Commvault competitors include the likes of Veritas, Dell EMC and IBM, but you also compete with well-funded private companies Cohesity, Rubrik and Veeam that have shaken up the market. How does Commvault's technology compare to the up-and-comers?
Mirchandani: Well, being an up-and-comer is fine, but then you've got to take the training wheels off. You have to learn about a bunch of things. You have to learn about enterprise customers. You have to learn about what it means to have global capabilities. You have to learn about innovating in a way that's consumable and get it right the first time around.
I have customers that have mainframes and virtual machines, and I have customers with virtual machines and containers. How do you transcend that? You can't be a point solution and a tool set that somebody has to worry about making it work better together. As far as I'm concerned, I think our technology's pretty cool, and we solve hard problems for our customers that they don't have to go and engineer.
Having said that, some of these upstarts that get a lot of money validate the space we're in.
As Commvault CEO, do you intend to continue with Advance, the plan for the company to move forward that Bob Hammer and his team put in place?
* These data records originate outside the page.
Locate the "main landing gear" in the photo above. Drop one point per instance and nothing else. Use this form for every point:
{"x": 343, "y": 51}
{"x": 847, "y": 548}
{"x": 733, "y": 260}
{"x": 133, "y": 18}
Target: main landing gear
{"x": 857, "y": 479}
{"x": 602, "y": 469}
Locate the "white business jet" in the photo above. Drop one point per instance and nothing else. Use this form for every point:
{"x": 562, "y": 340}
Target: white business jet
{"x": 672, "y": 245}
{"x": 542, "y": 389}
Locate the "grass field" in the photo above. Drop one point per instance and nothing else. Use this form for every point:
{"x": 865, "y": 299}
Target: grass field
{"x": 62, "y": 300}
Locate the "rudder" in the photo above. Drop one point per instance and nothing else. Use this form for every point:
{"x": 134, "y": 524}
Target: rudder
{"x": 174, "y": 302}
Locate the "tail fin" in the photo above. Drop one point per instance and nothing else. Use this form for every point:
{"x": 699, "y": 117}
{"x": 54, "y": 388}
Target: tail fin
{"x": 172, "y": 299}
Does Commvault have the right product mix and roadmap?
Mirchandani: This industry moves so quickly. If I said we're not going to move away or change or adapt, I would be wrong the moment I walked out this door. The portfolio we have today is in the right space; it addresses what our customers are facing today and, more importantly, where the puck is headed tomorrow. You can't get too far ahead of yourself, because it's going to change quickly.
I also know the work Bob [Hammer] and his team [have] been doing over the last year will get us in the right place. I feel confident in our strategy, capabilities and roadmap. Will the products stay the same a year from now? That would be hard to answer, because everything shifts. But I think the core capabilities, the core value proposition that we have for our customers, the problems we're trying to solve, the outcomes we're helping them drive toward are absolutely the right ones.
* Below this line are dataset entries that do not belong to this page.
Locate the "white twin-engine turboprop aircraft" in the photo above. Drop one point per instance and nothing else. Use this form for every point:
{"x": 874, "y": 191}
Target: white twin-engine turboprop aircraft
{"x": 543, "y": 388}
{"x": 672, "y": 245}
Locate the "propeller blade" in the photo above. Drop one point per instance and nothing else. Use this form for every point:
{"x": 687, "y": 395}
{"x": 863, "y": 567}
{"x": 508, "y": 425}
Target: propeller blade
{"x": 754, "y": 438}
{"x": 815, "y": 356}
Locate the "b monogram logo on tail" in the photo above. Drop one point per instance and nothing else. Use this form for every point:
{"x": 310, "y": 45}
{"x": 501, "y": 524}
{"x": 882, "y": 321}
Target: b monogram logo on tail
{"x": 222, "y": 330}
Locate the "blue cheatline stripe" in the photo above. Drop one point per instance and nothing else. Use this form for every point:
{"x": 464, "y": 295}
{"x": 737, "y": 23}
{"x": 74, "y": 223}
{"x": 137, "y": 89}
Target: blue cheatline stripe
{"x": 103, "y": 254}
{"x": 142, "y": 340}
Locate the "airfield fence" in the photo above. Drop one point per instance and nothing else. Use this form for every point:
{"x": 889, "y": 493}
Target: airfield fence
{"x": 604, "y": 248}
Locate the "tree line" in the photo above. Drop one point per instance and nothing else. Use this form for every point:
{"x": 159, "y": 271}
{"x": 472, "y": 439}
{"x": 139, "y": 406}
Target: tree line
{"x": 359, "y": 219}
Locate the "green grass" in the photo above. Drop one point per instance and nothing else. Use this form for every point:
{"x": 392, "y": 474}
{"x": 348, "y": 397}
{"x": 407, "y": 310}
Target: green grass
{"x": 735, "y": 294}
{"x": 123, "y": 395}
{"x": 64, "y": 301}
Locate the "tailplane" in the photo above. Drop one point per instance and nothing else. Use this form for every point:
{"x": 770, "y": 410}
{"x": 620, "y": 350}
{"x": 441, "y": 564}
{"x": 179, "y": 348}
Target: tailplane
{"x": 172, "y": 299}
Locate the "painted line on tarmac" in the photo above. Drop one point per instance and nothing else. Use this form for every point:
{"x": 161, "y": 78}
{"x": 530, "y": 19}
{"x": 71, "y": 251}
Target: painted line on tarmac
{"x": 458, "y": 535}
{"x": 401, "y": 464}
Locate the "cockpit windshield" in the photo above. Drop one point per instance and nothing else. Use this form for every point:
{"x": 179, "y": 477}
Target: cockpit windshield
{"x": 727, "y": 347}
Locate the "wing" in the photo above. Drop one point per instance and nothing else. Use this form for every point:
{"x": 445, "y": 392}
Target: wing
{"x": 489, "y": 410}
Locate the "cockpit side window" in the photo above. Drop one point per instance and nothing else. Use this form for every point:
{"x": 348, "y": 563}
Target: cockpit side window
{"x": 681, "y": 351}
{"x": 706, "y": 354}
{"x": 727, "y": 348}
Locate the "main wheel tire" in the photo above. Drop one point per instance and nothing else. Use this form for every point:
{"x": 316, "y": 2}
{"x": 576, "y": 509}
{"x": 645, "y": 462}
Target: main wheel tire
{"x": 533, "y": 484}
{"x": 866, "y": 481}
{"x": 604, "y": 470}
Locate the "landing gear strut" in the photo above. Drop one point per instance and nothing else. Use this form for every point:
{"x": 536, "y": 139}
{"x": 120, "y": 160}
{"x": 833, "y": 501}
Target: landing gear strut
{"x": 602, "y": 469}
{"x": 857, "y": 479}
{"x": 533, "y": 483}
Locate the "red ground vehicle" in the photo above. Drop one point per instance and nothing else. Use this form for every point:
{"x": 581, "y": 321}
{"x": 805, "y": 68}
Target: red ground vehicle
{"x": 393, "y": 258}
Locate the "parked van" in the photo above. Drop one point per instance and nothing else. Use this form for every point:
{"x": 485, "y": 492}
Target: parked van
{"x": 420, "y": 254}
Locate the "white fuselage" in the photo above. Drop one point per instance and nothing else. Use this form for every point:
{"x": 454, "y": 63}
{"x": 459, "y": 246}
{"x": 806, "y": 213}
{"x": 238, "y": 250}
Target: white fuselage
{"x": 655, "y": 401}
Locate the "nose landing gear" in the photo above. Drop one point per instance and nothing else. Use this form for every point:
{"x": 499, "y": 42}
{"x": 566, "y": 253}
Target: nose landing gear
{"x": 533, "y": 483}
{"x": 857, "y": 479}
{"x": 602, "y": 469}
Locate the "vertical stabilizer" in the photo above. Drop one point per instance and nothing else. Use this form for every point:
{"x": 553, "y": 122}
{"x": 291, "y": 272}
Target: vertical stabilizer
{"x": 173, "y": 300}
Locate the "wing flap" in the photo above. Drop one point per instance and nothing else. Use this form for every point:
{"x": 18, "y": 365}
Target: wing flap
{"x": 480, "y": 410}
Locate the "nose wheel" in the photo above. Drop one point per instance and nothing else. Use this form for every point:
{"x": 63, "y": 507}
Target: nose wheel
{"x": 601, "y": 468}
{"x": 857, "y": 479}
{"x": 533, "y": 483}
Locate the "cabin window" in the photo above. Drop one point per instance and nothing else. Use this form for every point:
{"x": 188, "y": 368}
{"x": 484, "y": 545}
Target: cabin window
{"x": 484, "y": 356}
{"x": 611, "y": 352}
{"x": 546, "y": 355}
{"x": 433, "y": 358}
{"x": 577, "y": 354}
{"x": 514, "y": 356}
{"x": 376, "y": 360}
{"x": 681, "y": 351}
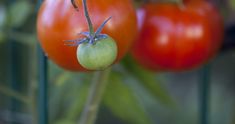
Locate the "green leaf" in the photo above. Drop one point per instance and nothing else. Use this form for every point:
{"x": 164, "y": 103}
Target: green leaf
{"x": 19, "y": 12}
{"x": 122, "y": 102}
{"x": 76, "y": 108}
{"x": 149, "y": 82}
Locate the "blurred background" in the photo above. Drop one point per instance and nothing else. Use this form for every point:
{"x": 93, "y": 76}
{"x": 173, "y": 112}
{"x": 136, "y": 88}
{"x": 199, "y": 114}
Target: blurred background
{"x": 173, "y": 98}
Sanjay MirchandaniCEO, Commvault
What is your biggest challenge in this new job?
Mirchandani: My No. 1 job is to understand our employees. My goal over the next 60 days is to meet 80% of our employees.
My goal is to understand what makes this company tick, understand the culture of the company, how it stays together. I don't have trucks and shops and bricks and mortars. My assets go home at night, and I want to understand what makes them come back in the morning even more excited.
Which of your past jobs will help you the most in the Commvault CEO job?
Mirchandani: All the experiences are relevant. At EMC, I was CIO and I ran a large organization. That taught me more about IT than in the prior 20 years. I got an appreciation for what it takes to run IT, and I can't say enough about that.
At VMware, I was in the throes of customers transforming infrastructure day in and day out in a way that was revolutionary. At Puppet, I learned the world of automation and DevOps and cloud-native. So, I hope every one of those things helped prepare me.
You'll tell me later if I'm ready or not. I think I'm ready.
Over the past year, Commvault reduced its headcount around 10% to reduce operating expenses. Is it at the right size now, or do you expect more cuts -- or perhaps growth in some areas?
Mirchandani: It's early for me to answer that. I think we're in a good place. The results last quarter speak for themselves. Over the next 60 days, I will sink my teeth into the business. I will meet as many customers and employees as I can. Bob [Hammer] and [retiring COO Al Bunte] are committed to helping with a graceful transition.